Grill Like a PRO – and Avoid Food Illnesses
This year, one in six Americans will get sick from food poisoning, according to the USDA's Food Safety and Inspection Service.
Tips from FoodSafety.gov can help Americans grilling out for the Fourth of July holiday avoid food illnesses, certainly unpleasant and sometimes dangerously so. The agency advises that outdoor cooks learn how to grill like a "PRO" – that is, Prepare the food, Read the Temperature, Off the grill – during this holiday and for all of their summer barbecues.
How does the host keep guests safe from foodborne illness? "This year, one in six Americans will get sick from food poisoning (also known as foodborne illness). Food poisoning can affect anyone who eats food contaminated by bacteria, viruses, parasites, toxins, or other substances. Some groups of people – such as older adults, pregnant women, children younger than five years, and people with weakened immune systems – have a higher risk of getting sick from contaminated food. And if they do get sick, the effects of food poisoning are a lot more serious," according to the USDA's Food Safety and Inspection Service, which advises that checking meat's internal temperature with a food thermometer is the best way to ensure protection.
The tips are explained in three easy steps:
- P—Place the Thermometer. Make sure your food is ready by checking the internal temperature. Find the thickest part of the meat (usually about 1.5 to 2 inches deep) and insert the thermometer. "If cooking a thinner piece of meat such as chicken breasts or hamburger patties, insert the thermometer from the side and ensure the probe reaches the center of the meat.
- R—Read the Temperature. Wait about 10-20 seconds for an accurate temperature reading and use these internal temperature guidelines for meat and poultry: beef, pork, lamb, and veal (steaks, roasts, and chops): 145° F with a three-minute rest time; ground meats: 160° F; whole poultry, poultry breasts, and ground poultry: 165° F
- O—Off the Grill. Once the meat and poultry reach their safe minimum internal temperatures, take the food off the grill and place it on a clean platter. Do not put cooked food on the same platter that held raw meat or poultry. Remember to clean your food thermometer probe with hot, soapy water or disposable wipes.
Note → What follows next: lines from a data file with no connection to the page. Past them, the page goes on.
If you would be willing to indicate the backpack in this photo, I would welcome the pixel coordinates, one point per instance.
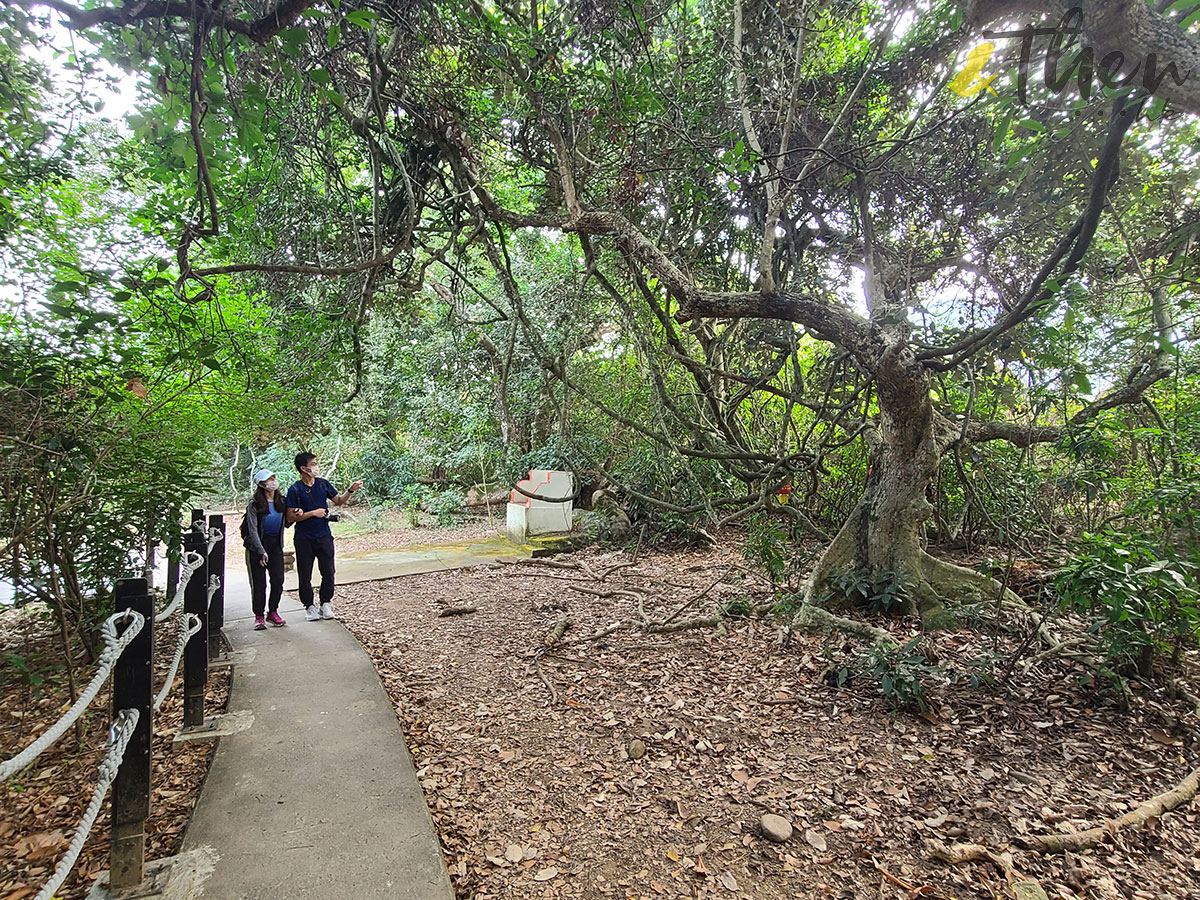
(244, 531)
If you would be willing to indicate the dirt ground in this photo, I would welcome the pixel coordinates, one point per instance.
(525, 751)
(42, 805)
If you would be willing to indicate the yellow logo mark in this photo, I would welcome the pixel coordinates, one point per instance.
(967, 83)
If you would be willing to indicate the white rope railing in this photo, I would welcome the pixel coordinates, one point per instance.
(187, 567)
(192, 625)
(124, 724)
(114, 646)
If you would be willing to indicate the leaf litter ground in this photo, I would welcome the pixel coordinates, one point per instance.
(523, 751)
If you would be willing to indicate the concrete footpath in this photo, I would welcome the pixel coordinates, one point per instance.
(316, 799)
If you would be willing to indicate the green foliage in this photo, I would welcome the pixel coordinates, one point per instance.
(901, 673)
(1141, 595)
(769, 550)
(445, 507)
(387, 469)
(880, 591)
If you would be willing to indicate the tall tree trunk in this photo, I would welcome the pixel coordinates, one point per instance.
(882, 537)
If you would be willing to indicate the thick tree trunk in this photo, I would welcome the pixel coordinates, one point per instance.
(882, 538)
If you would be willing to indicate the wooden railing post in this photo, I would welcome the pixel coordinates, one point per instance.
(196, 654)
(132, 689)
(216, 609)
(172, 575)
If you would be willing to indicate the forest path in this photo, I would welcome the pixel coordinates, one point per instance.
(317, 799)
(417, 558)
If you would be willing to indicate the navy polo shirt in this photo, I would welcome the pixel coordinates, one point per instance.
(303, 497)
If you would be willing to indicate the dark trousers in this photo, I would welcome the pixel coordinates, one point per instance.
(258, 573)
(322, 550)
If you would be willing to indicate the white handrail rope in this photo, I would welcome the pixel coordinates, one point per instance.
(192, 625)
(114, 646)
(124, 724)
(187, 567)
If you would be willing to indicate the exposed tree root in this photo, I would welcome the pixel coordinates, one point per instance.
(1155, 807)
(1023, 887)
(814, 618)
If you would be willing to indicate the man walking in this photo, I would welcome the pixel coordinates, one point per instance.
(309, 508)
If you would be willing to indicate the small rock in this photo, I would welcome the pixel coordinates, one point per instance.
(775, 828)
(816, 840)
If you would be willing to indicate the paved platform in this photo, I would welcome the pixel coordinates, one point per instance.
(317, 798)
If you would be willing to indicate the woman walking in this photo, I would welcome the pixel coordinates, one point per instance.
(265, 521)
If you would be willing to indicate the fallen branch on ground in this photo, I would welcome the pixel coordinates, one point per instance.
(814, 618)
(694, 599)
(1155, 807)
(1024, 887)
(553, 694)
(537, 561)
(613, 592)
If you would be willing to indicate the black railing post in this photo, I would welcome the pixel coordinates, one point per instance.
(172, 574)
(196, 654)
(216, 609)
(132, 689)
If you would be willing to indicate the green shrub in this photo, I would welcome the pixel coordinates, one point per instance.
(1141, 595)
(880, 592)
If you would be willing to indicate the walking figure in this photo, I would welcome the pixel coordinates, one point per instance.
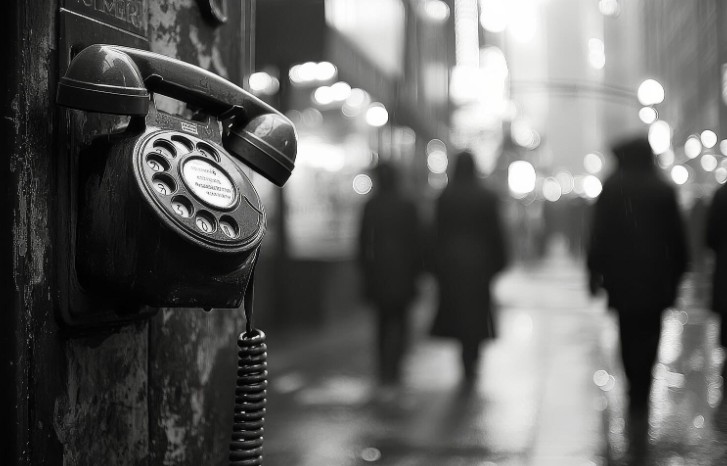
(469, 251)
(637, 253)
(390, 260)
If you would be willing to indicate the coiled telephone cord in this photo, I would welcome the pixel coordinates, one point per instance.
(246, 447)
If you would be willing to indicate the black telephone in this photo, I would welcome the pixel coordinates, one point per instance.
(168, 217)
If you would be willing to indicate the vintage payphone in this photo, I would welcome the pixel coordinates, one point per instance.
(166, 215)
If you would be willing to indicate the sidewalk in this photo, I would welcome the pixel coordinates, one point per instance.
(551, 392)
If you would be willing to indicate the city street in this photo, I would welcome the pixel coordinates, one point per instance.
(550, 391)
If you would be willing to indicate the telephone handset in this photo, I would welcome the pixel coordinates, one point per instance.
(168, 217)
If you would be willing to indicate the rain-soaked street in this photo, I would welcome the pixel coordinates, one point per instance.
(550, 391)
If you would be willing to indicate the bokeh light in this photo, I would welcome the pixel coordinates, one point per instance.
(660, 136)
(708, 138)
(593, 163)
(565, 179)
(679, 174)
(592, 186)
(708, 162)
(551, 189)
(377, 115)
(521, 177)
(692, 147)
(650, 92)
(437, 161)
(362, 184)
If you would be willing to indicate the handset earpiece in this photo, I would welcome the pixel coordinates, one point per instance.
(266, 141)
(103, 79)
(118, 80)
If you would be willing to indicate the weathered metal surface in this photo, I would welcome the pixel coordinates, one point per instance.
(138, 396)
(192, 353)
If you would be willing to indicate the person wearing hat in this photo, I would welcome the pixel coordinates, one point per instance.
(638, 254)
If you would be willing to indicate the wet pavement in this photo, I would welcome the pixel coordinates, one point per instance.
(550, 390)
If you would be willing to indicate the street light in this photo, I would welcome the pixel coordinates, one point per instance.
(650, 92)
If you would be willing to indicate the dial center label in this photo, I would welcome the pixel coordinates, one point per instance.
(209, 183)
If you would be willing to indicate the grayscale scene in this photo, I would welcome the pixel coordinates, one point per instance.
(363, 232)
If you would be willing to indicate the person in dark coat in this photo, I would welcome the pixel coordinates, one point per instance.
(637, 253)
(716, 240)
(390, 260)
(469, 249)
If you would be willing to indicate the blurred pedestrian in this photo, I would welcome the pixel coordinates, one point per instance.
(390, 260)
(716, 240)
(469, 251)
(637, 253)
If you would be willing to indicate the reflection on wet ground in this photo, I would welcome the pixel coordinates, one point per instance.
(550, 392)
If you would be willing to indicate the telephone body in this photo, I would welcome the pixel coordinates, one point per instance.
(167, 216)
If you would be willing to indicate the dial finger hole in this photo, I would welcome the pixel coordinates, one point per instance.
(156, 162)
(208, 151)
(229, 227)
(182, 206)
(205, 223)
(183, 145)
(163, 184)
(165, 148)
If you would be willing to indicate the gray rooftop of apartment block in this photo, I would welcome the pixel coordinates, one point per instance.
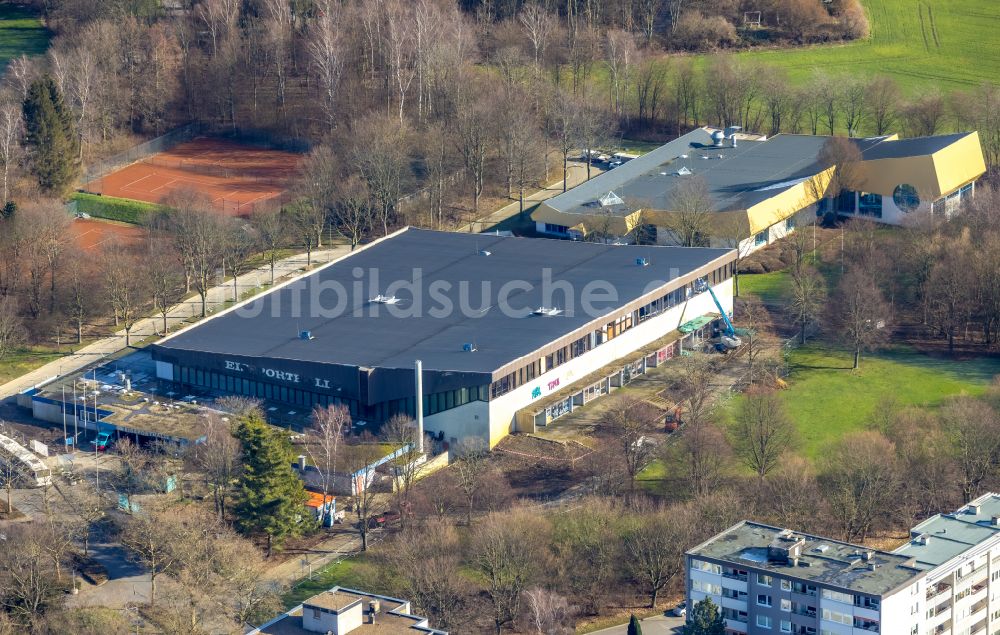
(821, 560)
(944, 536)
(736, 177)
(467, 270)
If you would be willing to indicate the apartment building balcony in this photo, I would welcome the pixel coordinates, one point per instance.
(938, 589)
(807, 611)
(734, 604)
(940, 608)
(979, 606)
(732, 574)
(940, 629)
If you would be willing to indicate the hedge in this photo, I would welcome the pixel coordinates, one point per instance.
(111, 208)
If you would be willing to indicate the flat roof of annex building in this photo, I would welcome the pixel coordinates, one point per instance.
(942, 537)
(367, 335)
(823, 561)
(737, 178)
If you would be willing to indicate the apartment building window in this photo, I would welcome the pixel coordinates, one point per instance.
(867, 602)
(706, 587)
(805, 589)
(708, 567)
(837, 596)
(837, 616)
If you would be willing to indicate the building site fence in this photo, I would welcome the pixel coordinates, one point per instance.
(159, 144)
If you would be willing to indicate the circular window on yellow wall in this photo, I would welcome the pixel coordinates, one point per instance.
(906, 198)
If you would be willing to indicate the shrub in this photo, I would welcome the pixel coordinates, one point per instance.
(853, 20)
(751, 266)
(696, 31)
(111, 208)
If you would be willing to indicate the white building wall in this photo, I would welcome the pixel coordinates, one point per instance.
(471, 420)
(903, 610)
(503, 409)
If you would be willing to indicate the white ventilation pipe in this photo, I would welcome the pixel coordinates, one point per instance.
(419, 385)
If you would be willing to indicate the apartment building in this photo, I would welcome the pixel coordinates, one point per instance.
(944, 581)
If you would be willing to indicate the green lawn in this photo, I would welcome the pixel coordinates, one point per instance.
(21, 31)
(949, 44)
(351, 573)
(771, 287)
(27, 359)
(827, 400)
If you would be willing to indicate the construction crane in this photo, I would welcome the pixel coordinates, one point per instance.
(729, 338)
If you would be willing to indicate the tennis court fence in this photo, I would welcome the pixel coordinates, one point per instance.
(136, 153)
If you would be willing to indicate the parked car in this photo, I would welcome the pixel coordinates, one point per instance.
(102, 441)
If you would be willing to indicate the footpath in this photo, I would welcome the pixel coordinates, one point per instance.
(217, 298)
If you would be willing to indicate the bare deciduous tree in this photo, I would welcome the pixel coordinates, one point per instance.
(808, 299)
(690, 217)
(654, 547)
(973, 428)
(12, 331)
(860, 313)
(630, 421)
(860, 479)
(762, 432)
(507, 550)
(326, 435)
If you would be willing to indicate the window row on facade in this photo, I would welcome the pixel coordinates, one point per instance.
(608, 332)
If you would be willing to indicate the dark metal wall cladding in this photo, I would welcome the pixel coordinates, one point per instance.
(368, 386)
(385, 384)
(343, 381)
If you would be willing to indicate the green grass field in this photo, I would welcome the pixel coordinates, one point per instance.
(21, 31)
(826, 400)
(950, 44)
(350, 573)
(772, 287)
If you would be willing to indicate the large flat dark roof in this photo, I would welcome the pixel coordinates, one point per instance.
(736, 177)
(442, 265)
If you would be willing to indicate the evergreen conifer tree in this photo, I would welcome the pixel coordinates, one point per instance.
(50, 136)
(705, 619)
(271, 496)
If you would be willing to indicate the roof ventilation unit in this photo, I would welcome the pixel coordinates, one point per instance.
(731, 133)
(610, 199)
(547, 312)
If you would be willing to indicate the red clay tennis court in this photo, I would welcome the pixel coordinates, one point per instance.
(236, 177)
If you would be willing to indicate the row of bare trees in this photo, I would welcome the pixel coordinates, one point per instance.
(50, 287)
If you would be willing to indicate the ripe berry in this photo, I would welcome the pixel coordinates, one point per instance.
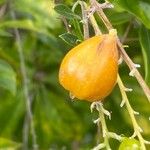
(89, 70)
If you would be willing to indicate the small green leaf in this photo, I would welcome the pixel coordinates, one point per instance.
(24, 24)
(7, 77)
(119, 18)
(6, 144)
(65, 11)
(4, 33)
(144, 36)
(69, 38)
(139, 9)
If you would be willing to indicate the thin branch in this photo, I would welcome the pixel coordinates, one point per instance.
(29, 119)
(84, 19)
(126, 58)
(64, 20)
(137, 129)
(127, 31)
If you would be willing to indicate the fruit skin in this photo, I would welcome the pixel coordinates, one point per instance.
(89, 70)
(129, 144)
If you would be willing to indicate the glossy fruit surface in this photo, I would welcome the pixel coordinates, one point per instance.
(129, 144)
(89, 70)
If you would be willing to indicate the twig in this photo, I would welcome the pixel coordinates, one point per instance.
(101, 120)
(126, 58)
(29, 117)
(137, 129)
(64, 20)
(84, 19)
(127, 31)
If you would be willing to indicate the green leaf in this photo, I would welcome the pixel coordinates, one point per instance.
(66, 11)
(24, 24)
(139, 9)
(7, 77)
(69, 38)
(144, 36)
(4, 33)
(6, 144)
(119, 18)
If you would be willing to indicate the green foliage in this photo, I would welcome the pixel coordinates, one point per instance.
(59, 122)
(7, 77)
(66, 12)
(7, 144)
(144, 37)
(129, 144)
(139, 8)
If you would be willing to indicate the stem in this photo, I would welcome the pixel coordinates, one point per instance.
(29, 117)
(64, 20)
(104, 127)
(131, 113)
(126, 58)
(85, 20)
(95, 25)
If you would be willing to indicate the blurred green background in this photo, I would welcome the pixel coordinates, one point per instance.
(59, 122)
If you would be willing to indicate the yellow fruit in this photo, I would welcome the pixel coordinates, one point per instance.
(89, 70)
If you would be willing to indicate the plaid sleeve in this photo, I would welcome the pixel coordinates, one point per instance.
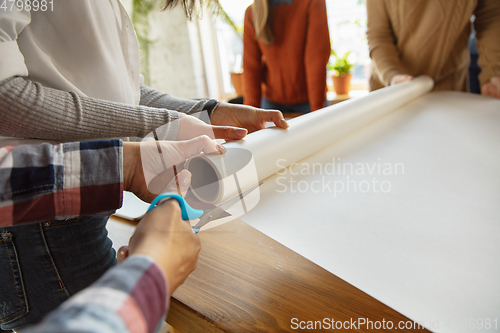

Safety tips for serving food outdoors:
- Perishable food should not sit out for more than two hours. In weather above 90° F, food should never sit out for more than one hour.
- Serve cold food in small portions and keep the rest in the cooler. After cooking meat and poultry on the grill, keep it hot until served (at 140° F or warmer).
- Keep hot food hot by setting it to the side of the grill rack, not directly over the coals where it could overcook.
FSIS wants cooks to share their photos of safe grilling during the Independence Day holiday weekend by uploading them with the hashtag #GrillingLikeaPRO.